The Physical Nature of Circum-Galactic Gas

Recent observations by the Hubble Space Telescope (HST), combined with results from ground-based observatories, have begun to systematically probe the gaseous halos of typical (L^star) galaxies at low redshift. At the same time, complementary campaigns at high redshift are enabling us to trace the time evolution of halo gas. The striking correlation between O VI absorption in galactic halos and the specific star formation rate of central galaxies revealed by the Cosmic Origins Spectrograph (COS), in particular, highlights the close connection between circum-galactic gas and galaxy evolution. It is now also appreciated that the mass in heavy elements in galactic halos is comparable to (or greater than) the mass in heavily elements inside galaxies. The properties of halo gas are thus intimately connected to the processes driving galaxy evolution. However, the physical origin of observed galaxy-halo gas correlations and of halo gas in general is presently not understood. We propose to model the halo gas of galaxies, focusing on systems probed by HST observations, with cosmological simulations of unprecedented resolution and with a much more complete and physically predictive implementation of feedback from stars and massive black holes than previously done. We will carry out detailed radiative transfer calculations, which are critical to accurately map the simulations to observables but which have been neglected or oversimplified in previous studies. Finally, we will systematically compare of our radiative transfer results with all the main existing CGM measurements. This comprehensive study will enable us to test our current best models of galaxy formation and evolution. It will also allow us to quantify the implications of HST results for key physical processes, including galactic gas accretion, the formation of cool clouds in hot halos, galactic winds driven by stars and black holes, heavy element dispersal and gas recycling, and their role in galaxy evolution.
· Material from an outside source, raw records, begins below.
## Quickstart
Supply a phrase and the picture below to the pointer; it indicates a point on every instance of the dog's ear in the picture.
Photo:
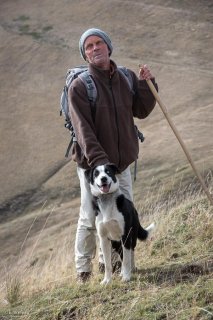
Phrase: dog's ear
(114, 168)
(89, 175)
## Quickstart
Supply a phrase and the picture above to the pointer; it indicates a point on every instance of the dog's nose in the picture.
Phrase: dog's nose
(104, 179)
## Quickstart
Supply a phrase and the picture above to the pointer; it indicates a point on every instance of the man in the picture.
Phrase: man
(110, 137)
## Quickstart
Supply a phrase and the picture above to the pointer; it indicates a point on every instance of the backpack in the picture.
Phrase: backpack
(83, 73)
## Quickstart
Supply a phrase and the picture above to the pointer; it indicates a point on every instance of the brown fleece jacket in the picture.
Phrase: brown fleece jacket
(111, 137)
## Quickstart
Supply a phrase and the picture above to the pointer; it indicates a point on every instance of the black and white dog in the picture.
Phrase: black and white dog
(117, 221)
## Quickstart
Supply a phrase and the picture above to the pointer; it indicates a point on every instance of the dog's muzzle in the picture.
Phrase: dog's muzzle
(104, 186)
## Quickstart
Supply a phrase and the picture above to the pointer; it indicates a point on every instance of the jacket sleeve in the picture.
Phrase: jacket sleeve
(143, 101)
(83, 124)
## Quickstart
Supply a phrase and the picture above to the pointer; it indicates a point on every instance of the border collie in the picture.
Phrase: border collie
(117, 221)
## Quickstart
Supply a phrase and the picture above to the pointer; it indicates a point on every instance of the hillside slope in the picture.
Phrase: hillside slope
(39, 41)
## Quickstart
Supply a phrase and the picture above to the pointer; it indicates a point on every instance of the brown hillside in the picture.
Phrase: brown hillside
(39, 41)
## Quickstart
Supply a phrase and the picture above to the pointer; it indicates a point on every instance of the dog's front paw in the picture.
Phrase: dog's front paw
(126, 277)
(105, 281)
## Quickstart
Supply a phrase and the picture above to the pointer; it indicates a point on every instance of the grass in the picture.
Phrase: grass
(174, 279)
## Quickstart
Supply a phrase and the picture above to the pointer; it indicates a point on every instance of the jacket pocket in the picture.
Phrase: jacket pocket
(78, 156)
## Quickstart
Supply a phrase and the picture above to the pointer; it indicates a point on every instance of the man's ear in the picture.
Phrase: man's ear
(114, 168)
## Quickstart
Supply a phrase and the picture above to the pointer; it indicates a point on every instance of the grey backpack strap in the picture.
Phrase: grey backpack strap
(90, 86)
(128, 77)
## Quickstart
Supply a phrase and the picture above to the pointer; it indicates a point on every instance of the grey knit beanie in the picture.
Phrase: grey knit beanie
(94, 32)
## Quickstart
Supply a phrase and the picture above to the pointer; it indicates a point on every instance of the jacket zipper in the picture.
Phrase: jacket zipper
(116, 118)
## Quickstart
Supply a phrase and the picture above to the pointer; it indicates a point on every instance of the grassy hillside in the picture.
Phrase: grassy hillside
(173, 281)
(39, 195)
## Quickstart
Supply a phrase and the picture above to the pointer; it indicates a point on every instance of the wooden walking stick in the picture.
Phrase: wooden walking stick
(163, 108)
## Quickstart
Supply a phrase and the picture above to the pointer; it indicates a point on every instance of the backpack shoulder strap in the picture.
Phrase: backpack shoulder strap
(128, 77)
(89, 83)
(90, 86)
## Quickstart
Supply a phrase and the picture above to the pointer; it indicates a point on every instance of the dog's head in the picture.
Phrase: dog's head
(102, 179)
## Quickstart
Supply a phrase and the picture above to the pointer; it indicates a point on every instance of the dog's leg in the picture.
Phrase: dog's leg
(126, 264)
(133, 261)
(106, 249)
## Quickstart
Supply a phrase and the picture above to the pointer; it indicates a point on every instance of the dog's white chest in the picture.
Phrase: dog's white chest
(110, 223)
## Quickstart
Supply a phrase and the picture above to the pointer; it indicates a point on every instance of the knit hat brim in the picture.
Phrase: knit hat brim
(94, 32)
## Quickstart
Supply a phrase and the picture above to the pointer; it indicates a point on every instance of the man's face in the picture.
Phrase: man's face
(97, 52)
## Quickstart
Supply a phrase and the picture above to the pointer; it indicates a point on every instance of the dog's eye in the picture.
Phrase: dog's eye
(96, 173)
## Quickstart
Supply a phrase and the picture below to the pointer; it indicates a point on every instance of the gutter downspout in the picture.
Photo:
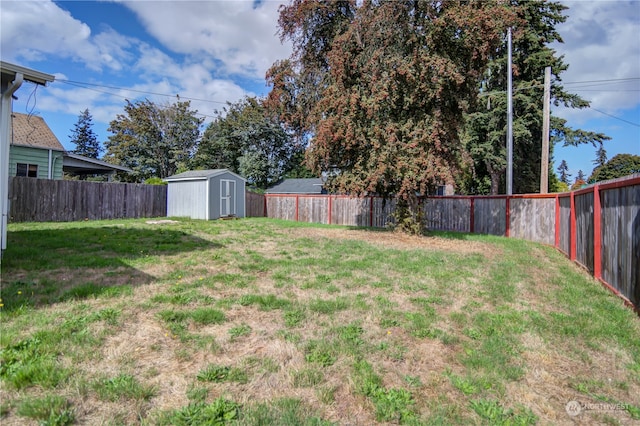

In particular, we will investigate the processes that may drive the observed dichotomy between blue star-forming discs and red quiescent ellipticals, and thus shed light on the physics of this key problem in galaxy evolution. In addition to HST, our work will have ramifications for all NASA missions used to study galaxy evolution, including the James Webb Space Telescope, WFIRST, Spitzer, Chandra, NuSTAR, and Herschel.